William Louis Sandoval was born on September 16, 1923, in Lake Lillian, Minnesota, to Joseph G. Sandoval and Carmen Morales Sandoval, both from Mexico. The family moved to Silvis, Illinois, in 1925. William had seven brothers and three sisters. His father was a grinder at Moline Iron Works.1 His mother died on September 3, 1939, after giving birth to twin boys three days earlier. Both boys, Peter and John, died a few hours after birth.2
William enlisted in the Army February 16, 1943, in Peoria, Illinois.6 In late February, after induction, William was sent to Scott Field7 for basic training. He was assigned to Company F, 2nd Battalion, 504th Parachute Infantry Regiment, 82nd Airborne Division. On May 10, 1943, the 504th sailed for North Africa to begin training for the invasion of Sicily.8 On September 9, 1943, the 504th took part in the amphibious landings at Salerno, Italy, during Operation Avalanche. The 1st and 2nd battalions parachuted into the Salerno region to reinforce the Allied beachhead. When the regiment took the high ground at Altavilla, the Germans counterattacked with such fierceness that a general suggested the withdrawal of the unit. Col. Tucker adamantly replied, “Retreat, Hell! — Send me my other battalion!” The 3rd Battalion rejoined the 504th, drove back the German assault, and secured the Salerno Beachhead. A German officer called the 504th the “Devils in Baggy Pants,” a name the 504th carried with them proudly.
On September 17, 1944, the 504th returned to combat as part of Operation Market Garden. The plan was for a combined armor and airborne force to seize and hold key bridges and roads deep behind German lines in Holland. The goal was for the Allies to strike the heart of Germany with hopes of ending the war by Christmas. The 504th’s mission was to capture two strategic bridges near Nijmegen. To capture the bridges, they would have to cross a 400-yard river, completely exposed to German fire, in collapsible wood-and-canvas boats provided by the British.9 The 26 boats were folding boats, 19- feet long, with plywood bottoms, canvas sides, and wooden struts to hold up the sides. There were very few oars, and no time to learn how to use them.

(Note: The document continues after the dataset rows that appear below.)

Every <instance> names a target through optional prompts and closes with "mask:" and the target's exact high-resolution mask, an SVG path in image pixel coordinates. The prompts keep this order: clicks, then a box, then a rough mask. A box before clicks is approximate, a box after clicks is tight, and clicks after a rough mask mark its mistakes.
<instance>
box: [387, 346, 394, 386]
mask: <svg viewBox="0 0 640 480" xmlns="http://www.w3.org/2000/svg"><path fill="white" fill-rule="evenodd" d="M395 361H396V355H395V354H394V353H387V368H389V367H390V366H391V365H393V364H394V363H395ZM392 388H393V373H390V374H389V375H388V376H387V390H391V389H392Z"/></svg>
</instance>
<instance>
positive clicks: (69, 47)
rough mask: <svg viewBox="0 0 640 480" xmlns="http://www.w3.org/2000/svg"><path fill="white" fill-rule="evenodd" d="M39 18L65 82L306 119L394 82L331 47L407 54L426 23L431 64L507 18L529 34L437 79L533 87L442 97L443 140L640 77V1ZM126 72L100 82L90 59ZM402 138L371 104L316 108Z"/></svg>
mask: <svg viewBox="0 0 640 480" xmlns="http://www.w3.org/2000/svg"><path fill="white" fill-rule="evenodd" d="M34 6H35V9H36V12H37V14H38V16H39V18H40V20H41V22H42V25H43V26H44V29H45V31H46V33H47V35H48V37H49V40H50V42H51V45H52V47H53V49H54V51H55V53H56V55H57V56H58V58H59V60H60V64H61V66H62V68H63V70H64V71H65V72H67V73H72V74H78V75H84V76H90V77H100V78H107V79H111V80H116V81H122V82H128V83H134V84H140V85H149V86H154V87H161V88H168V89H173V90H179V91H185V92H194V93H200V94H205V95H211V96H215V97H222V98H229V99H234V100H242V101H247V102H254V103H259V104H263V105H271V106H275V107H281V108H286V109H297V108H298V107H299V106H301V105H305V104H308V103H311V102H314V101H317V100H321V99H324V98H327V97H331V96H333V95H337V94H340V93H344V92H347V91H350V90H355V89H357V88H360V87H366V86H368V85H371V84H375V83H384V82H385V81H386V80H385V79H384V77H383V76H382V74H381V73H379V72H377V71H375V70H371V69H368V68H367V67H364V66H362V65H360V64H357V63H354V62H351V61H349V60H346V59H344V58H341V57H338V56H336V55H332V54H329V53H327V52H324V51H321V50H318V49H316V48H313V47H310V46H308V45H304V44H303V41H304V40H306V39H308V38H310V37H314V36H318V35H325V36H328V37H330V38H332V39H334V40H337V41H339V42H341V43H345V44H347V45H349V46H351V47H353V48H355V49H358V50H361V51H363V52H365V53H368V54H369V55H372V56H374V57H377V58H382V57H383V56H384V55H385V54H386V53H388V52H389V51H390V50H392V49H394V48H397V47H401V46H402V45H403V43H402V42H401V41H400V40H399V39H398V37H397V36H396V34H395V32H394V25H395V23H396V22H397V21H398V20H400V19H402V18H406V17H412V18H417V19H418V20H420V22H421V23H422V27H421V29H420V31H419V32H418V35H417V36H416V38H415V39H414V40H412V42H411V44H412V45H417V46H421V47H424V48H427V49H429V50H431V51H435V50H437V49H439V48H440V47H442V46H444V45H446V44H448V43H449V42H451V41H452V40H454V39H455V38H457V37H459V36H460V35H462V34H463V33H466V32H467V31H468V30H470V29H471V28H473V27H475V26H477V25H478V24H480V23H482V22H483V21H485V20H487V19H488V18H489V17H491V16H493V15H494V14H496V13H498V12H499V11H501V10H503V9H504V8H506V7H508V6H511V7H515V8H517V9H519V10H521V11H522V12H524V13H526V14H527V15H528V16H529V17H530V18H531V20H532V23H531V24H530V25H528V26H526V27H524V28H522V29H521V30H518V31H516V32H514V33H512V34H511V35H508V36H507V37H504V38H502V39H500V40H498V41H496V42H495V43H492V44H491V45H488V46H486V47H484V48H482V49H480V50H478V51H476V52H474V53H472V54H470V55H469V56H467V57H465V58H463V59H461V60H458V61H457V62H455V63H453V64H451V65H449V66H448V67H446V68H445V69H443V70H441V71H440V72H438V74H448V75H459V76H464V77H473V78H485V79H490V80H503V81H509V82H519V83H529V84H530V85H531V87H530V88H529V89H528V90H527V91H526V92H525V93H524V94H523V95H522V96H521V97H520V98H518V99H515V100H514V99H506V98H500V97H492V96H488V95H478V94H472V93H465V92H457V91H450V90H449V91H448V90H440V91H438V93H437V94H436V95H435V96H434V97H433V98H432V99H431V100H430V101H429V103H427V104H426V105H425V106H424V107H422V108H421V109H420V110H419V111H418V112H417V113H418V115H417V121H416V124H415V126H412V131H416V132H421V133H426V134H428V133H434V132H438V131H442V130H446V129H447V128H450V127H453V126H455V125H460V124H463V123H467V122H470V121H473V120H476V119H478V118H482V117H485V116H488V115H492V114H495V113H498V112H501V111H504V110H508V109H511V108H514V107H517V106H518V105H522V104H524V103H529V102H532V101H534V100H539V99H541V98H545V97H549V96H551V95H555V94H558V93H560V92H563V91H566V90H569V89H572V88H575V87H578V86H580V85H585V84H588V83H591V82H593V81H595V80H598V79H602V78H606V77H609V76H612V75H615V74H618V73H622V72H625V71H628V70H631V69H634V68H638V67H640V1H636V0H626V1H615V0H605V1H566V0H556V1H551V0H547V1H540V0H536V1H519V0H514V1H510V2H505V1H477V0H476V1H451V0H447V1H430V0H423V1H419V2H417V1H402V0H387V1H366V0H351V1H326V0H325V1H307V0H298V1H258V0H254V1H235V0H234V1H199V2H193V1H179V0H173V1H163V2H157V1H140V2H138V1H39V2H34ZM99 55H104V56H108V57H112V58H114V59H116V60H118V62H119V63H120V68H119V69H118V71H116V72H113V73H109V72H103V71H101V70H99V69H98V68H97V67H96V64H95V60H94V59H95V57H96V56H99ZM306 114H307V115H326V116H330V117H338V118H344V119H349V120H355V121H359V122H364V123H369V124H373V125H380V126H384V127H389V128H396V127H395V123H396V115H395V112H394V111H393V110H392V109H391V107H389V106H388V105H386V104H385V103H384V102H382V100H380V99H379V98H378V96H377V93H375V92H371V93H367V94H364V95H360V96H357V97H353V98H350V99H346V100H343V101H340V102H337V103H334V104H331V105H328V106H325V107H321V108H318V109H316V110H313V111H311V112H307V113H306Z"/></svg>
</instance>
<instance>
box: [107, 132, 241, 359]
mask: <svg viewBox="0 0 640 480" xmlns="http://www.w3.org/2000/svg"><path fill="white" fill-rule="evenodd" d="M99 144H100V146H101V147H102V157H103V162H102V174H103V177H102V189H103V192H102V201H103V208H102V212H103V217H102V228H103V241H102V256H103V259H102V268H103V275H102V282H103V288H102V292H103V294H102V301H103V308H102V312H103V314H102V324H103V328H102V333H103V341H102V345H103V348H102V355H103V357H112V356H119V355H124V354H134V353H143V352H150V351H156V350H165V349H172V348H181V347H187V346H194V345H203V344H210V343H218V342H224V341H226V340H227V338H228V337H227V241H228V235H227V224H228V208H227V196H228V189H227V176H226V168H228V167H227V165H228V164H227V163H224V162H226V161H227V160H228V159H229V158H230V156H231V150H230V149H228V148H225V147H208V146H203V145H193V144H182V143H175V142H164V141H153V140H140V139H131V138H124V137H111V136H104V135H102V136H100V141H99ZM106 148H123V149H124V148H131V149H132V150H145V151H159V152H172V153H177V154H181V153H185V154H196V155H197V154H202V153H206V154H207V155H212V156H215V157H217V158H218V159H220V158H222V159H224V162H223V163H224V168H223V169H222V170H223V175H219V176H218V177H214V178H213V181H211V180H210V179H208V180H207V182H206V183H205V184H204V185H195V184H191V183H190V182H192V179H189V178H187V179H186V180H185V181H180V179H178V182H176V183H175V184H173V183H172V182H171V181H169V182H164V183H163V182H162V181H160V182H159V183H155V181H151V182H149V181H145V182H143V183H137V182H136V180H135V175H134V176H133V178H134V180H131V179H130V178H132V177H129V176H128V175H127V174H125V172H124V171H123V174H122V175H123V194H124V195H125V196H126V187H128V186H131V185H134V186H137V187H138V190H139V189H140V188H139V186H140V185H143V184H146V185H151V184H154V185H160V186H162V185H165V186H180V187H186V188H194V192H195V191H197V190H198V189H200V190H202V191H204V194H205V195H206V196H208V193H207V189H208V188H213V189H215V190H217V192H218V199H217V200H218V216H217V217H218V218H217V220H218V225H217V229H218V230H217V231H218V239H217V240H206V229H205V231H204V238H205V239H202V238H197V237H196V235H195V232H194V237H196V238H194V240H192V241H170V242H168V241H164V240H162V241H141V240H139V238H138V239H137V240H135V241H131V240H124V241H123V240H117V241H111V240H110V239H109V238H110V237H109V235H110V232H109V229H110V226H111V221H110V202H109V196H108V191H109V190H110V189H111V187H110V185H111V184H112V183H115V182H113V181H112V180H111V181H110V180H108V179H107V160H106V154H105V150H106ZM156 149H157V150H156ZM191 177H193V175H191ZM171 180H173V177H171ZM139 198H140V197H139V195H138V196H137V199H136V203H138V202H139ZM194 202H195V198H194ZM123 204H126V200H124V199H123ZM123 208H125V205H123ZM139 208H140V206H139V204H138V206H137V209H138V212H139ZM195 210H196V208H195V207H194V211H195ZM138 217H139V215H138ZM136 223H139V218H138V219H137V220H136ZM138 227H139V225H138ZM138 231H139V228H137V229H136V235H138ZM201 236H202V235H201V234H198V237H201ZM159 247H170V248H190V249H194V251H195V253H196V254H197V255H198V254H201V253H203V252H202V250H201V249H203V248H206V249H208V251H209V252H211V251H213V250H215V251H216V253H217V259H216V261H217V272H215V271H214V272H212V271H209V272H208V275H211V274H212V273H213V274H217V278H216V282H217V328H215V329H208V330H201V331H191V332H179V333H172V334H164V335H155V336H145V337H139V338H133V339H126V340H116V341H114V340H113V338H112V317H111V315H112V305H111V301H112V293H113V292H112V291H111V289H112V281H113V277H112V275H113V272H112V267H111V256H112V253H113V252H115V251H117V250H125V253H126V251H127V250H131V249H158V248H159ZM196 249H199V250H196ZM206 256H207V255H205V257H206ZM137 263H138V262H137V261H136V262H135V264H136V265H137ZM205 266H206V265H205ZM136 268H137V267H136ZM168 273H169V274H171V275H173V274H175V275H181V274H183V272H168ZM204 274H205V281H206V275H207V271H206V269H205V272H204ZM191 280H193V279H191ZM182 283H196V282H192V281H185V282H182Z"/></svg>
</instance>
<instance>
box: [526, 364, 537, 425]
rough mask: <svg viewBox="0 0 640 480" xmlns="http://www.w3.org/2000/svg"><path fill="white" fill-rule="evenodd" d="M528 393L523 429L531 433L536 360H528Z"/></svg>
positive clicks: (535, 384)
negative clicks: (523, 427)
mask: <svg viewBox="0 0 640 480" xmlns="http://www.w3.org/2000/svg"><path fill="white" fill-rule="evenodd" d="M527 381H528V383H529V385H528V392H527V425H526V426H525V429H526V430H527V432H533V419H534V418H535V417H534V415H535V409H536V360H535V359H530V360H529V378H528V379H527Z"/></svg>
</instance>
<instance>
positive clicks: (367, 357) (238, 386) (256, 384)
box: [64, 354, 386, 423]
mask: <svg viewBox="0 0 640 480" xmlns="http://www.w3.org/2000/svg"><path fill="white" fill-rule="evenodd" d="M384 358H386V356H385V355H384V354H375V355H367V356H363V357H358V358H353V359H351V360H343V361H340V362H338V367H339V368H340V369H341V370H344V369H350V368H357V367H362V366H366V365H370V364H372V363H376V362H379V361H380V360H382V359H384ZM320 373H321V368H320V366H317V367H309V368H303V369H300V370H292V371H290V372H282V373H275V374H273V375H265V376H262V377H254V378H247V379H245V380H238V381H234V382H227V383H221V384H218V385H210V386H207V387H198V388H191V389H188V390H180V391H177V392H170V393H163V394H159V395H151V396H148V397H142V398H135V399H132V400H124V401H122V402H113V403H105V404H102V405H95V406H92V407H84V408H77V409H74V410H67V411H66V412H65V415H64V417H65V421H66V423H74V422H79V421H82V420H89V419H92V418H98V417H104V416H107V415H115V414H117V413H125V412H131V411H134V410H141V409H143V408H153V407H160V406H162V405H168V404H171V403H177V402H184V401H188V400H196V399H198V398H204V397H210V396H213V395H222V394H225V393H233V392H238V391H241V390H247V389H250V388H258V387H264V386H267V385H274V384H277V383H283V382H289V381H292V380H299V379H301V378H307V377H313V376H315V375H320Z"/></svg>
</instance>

The 3rd battalion was in the first wave and 1st battalion in the second wave, with the 2nd battalion providing cover fire during the crossing with rifle and heavy machine-gun and mortar fire. They suffered nearly fifty percent casualties in the crossing, but enough men made it across to seize the bridge from both ends simultaneously. Other Allied forces weren’t as successful, and Market Garden failed to open a direct line into Germany.
The 504th was relieved by the British 43rd Infantry Division on September 21 and marched back across the bridge toward Nijmegen. They boarded DUWKS, 6-wheel-drive amphibious trucks, and were taken to locations between Nijmegen and Groesbeek, Netherlands, to rest and recuperate for a short time.
On October 6, 1944, William’s unit was overrun while engaging the enemy in Zyfflich, Germany, and he was listed as missing in action. Zyfflich is a village near the Dutch city of Nijmegen.10 He was officially listed as killed in action on October 7, 1945. He was just 21. His body was never recovered.11 A memorial marker was placed at the Rock Island National Cemetery. William is also memorialized on the Sea Tablets of the Missing at Netherlands American Cemetery Margraten, Netherlands.12
The 504th was later taken off the line and sent back to France to reconsolidate. The 504th lost 24 men killed and 70 seriously wounded in the river crossing and the attack on both bridges.
William’s parents received a telegram informing them William was missing in action as of October 6 in Holland.13 He had been overseas for approximately 16 months.14 He had been involved in the largest air assault in history up to that point, the British-led Operation Market Garden. This battle was the basis for the movie, A Bridge Too Far.15 Nearly 42,000 airborne troops were engaged in this battle, among others. It would be another four months before the Allies crossed the Rhine.
William L. Sandoval earned the Bronze Star, Combat Infantry Badge, Good Conduct Medal, WWII Victory Medal, Purple Heart (posthumously), Arrowhead Campaign Netherlands, Orange Lanyard and Honorable Service Lapel Button, European-African-Middle Eastern Campaign with three campaign stars.
There is an award-winning documentary, A Bridge too Far from Hero Street, that tells the story of William Sandoval’s journey from a boxcar in Silvis, Illinois, to a battle in a forest in Holland during WWII, produced by Emmy-award winning filmmakers Kelly and Tammy Rundle of Fourth Wall Films.16
William is one of eight Mexican Americans from 2nd Street in Silvis who died serving their country in WWII and Korea.